The Chautauqua Writers’ Center will welcome a Chautauqua veteran and a Chautauqua newcomer as its writers-in-residence for Week Four.
Prose writer-in-residence Jay Stetzer has been coming to Chautauqua Institution for “at least 25 years,” and poet-in-residence Marjory Wentworth has never been to the grounds before. Both will lead workshops at the Writers’ Center for the first time.
Stetzer’s workshop is called “The Craft of Oral Tradition,” and Wentworth will lead a workshop called “Beyond the Headlines.” Both writers will also give readings at 3:30 p.m. Sunday on the porch of the Literary Arts Center Alumni Hall.
Stetzer’s workshop is something of a departure for the normal Writers’ Center curriculum because it focuses on the oral, rather than written, part of storytelling. Stetzer, a professional storyteller, hopes to teach his students about the importance of the storytelling “triangle” — the one that exists between the story, the teller and the listener.
“It’s a very living thing, because when you’re telling a story live, the response and reactions of your listeners happen to do something to the teller, and that alters the way you’re going to approach the story,” Stetzer said.
Stetzer wants his students to come away with a stronger sense of their narrative voice. He emphasized the difference between the written and the spoken voice, particularly the expansiveness of the spoken voice.
“When you look at the number of words on the average that a person uses to speak as opposed to write, speaking uses anywhere between 10,000 and 18,000 words,” Stetzer said. “An educated writer is going to use between 30,000 and 50,000 words. There’s a huge difference.”

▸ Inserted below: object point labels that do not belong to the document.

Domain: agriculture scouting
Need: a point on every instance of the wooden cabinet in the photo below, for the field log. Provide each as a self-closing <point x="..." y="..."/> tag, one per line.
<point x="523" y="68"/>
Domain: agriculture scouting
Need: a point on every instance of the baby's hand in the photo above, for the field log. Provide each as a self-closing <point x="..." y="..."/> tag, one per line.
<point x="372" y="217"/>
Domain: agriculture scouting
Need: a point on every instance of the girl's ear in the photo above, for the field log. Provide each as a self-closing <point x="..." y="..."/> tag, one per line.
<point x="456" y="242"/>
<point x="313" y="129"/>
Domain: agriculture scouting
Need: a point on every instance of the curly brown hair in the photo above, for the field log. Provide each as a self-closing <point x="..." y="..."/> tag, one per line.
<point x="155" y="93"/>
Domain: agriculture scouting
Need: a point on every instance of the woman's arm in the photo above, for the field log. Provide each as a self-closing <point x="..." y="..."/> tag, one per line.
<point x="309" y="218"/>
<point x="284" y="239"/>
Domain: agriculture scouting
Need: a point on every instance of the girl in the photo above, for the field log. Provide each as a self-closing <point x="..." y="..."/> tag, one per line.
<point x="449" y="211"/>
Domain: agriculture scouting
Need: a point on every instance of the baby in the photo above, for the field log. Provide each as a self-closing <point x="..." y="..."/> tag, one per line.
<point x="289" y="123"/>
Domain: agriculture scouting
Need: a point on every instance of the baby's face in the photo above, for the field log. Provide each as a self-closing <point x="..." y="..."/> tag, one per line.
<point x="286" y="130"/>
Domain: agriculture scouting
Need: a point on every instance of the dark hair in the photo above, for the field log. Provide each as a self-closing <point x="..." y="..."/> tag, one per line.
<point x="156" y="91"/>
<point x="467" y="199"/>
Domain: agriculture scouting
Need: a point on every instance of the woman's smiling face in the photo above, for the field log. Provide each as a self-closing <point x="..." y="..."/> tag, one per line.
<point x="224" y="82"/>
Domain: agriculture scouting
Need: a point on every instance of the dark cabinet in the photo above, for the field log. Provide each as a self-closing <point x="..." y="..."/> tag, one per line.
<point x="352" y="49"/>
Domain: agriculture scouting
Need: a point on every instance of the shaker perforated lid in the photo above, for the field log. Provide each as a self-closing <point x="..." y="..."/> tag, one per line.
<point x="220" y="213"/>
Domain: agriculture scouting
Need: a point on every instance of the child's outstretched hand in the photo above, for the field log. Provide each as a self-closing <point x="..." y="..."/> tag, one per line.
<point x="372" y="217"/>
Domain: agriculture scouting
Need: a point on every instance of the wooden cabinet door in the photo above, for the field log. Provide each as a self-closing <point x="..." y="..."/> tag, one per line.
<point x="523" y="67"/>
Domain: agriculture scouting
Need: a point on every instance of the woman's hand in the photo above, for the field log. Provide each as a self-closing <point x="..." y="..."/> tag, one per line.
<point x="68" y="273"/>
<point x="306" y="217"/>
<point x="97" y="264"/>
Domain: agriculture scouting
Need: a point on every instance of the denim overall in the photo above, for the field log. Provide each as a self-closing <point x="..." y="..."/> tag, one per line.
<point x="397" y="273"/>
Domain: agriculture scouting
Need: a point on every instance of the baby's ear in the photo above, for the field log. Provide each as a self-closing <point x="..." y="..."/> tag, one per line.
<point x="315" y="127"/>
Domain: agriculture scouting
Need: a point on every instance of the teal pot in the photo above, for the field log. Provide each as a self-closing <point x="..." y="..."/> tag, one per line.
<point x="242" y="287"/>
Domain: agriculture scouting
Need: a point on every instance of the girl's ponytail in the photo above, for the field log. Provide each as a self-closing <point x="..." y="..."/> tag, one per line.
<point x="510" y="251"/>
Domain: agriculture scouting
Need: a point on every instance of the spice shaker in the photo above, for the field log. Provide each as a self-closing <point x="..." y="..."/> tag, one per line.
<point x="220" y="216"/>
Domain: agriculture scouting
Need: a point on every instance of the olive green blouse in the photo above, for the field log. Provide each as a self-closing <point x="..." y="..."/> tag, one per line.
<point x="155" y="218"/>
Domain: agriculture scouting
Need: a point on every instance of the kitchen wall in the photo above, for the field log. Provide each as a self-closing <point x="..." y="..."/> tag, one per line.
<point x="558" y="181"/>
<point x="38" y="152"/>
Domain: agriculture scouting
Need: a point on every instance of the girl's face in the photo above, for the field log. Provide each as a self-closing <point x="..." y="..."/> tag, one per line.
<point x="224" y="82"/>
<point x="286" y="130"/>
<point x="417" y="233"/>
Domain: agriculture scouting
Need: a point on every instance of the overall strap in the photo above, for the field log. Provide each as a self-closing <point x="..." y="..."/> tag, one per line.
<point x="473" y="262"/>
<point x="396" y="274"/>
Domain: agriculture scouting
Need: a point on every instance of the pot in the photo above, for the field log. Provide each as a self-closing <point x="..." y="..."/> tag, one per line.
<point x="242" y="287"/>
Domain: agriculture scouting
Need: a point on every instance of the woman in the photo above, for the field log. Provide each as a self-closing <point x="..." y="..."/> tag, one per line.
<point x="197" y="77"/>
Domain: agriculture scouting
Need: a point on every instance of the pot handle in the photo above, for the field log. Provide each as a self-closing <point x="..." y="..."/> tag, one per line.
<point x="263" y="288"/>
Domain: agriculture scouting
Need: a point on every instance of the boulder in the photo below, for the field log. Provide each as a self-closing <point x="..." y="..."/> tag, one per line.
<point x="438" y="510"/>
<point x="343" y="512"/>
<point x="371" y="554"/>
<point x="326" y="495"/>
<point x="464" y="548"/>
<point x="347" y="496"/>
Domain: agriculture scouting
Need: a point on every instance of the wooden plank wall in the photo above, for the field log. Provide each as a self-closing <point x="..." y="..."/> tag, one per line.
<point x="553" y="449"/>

Though Stetzer’s workshop will focus on the oral tradition, he thinks it will be instructive for writers hoping to develop the written half of their narrative voice as well.

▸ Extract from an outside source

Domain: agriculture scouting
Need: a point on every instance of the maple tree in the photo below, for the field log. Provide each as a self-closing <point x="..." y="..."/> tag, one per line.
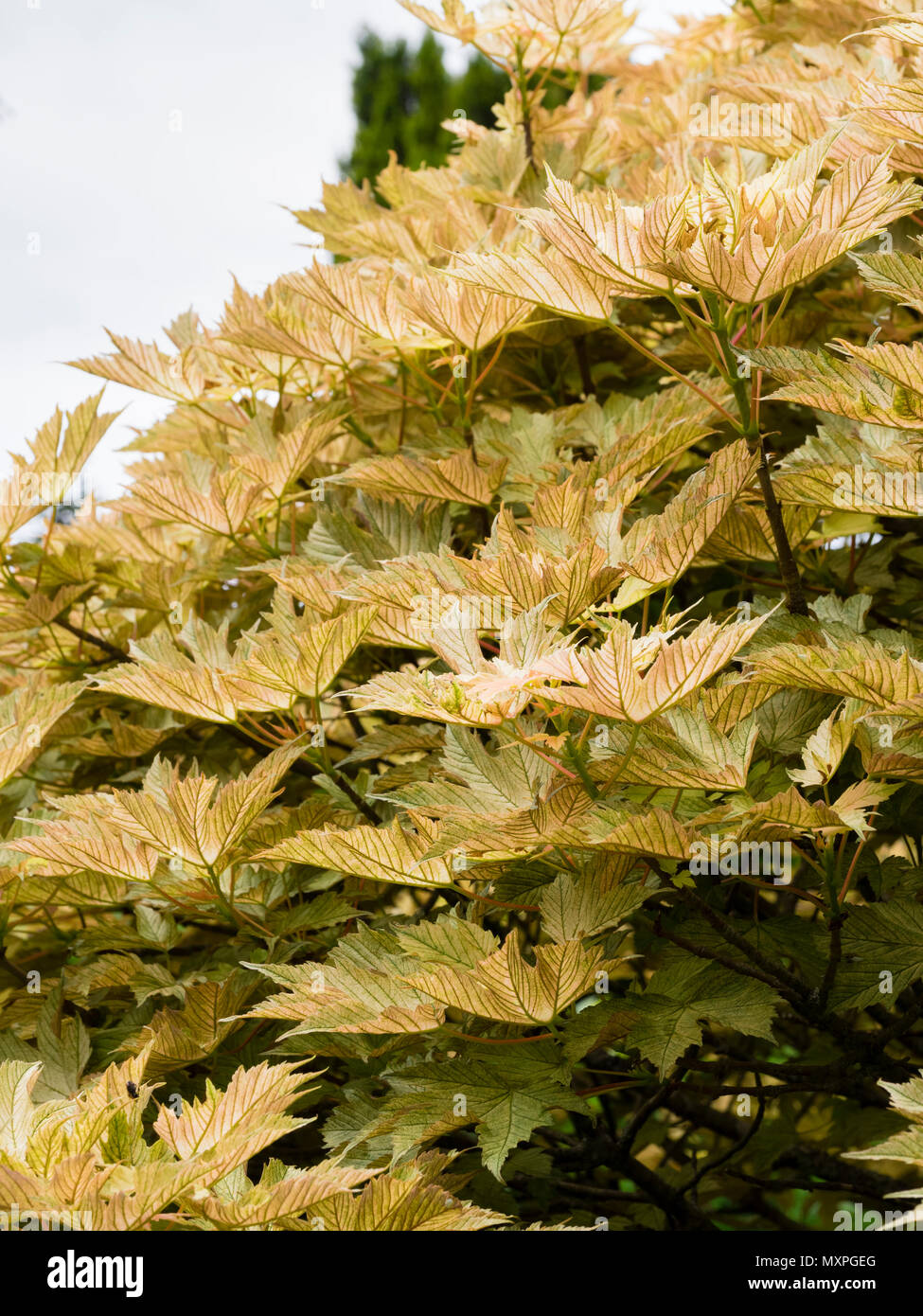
<point x="471" y="779"/>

“I’m hoping they can really appreciate the difference between the two and in that appreciation I hope they can take what they learn as tellers and find ways to adapt it for their writing,” Stetzer said.
Wentworth’s workshop is also somewhat outside of the Writers’ Center’s normal curriculum. She and her students will write poems inspired by news articles and photos. Wentworth said news stories can be brief and not focus on the human element, which makes them great jumping off points for poetry.
Writing poems about news stories, which often involve political and social issues, can be difficult, Wentworth said, but she hopes her workshop can show her students ways to do it well.
“I think most of those poems — when they’re bad, they’re really bad. And the ones that are good, they just soar,” she said. “But it’s hard to do it, because it can get pedantic and preachy and obvious. There’s a way to do it — it’s almost like its own art form.”
Wentworth and Stetzer will also give Brown Bag lectures on the porch of the Literary Arts Center at Alumni Hall throughout the week. Wentworth’s Brown Bag, called “The Power of Poetry,” will be at 12:15 p.m. Tuesday, and Stetzer’s Brown Bag, called “How a Story Finds the Rational in the Irrational,” will be at 12:15 p.m. Friday.